Der Herbst steht vor den Toren. Frische Kaminscheite werden geschlagen, aus den dunklen finnischen Wäldern treten Him rechtzeitig hervor und bearbeiten ihr ureigenstes Terrain, um wahlweise zu lang verwaiste Tanzbeine oder gefühlvolle Herzen mit prasselnden Songfeuern vor der kommenden Wintervereisung zu bewahren.
Im muffigen Gerichtssaal der Musikanklage breitet sich indes immer mehr Zuversicht aus, die schließlich ohne lange Plädoyers in begeisterten Applaus mündet. Denn das Urteil ist klar: Freispruch für die Charts! Im allgemeinen Jubel verschwindet mit enttäuschtem Gesicht Gräfin Bathory samt ihrem axtbewehrtem Begleiter. Und so mancher Fachfeuilletonist beschließt, seine ätzende Häme anderen Acts zukommen zu lassen.
Später, irgendwann weit nach Mitternacht, führt Ville Valo, der siegreiche, dunkle Dandy, die liebreizende Carmilla Karnstein auf eine vom Mondschein durchflutete Lichtung.
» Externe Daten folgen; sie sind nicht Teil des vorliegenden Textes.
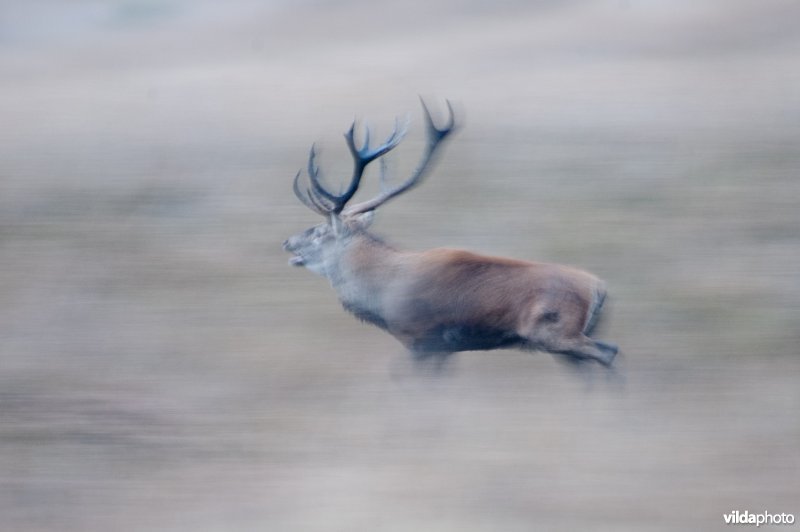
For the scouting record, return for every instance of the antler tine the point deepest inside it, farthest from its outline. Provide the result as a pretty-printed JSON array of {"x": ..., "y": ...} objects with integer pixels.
[
  {"x": 314, "y": 175},
  {"x": 435, "y": 136}
]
Wie aus dem Nichts erklingt der Titeltrack, und beide beginnen einen beschwingten Nachtschatten-Walzer, der so bald nicht enden wird in den kommenden Chartsplatzierungen. So hat "Dark Light" dann sein verdientes Happy-End samt verliebter Fledermaus. Und Freunde gut ausgearbeiteter Gitarrenwände kommen ebenfalls auf ihre Kosten.
1 Kommentar
da findet sich aber mal jemand richtig eloquent, oder herr kritiker? da hier immer wieder von hims 4.-Klässlerrhetorik palavert wird - inwiefern ist der schreiber von laut.de da besser?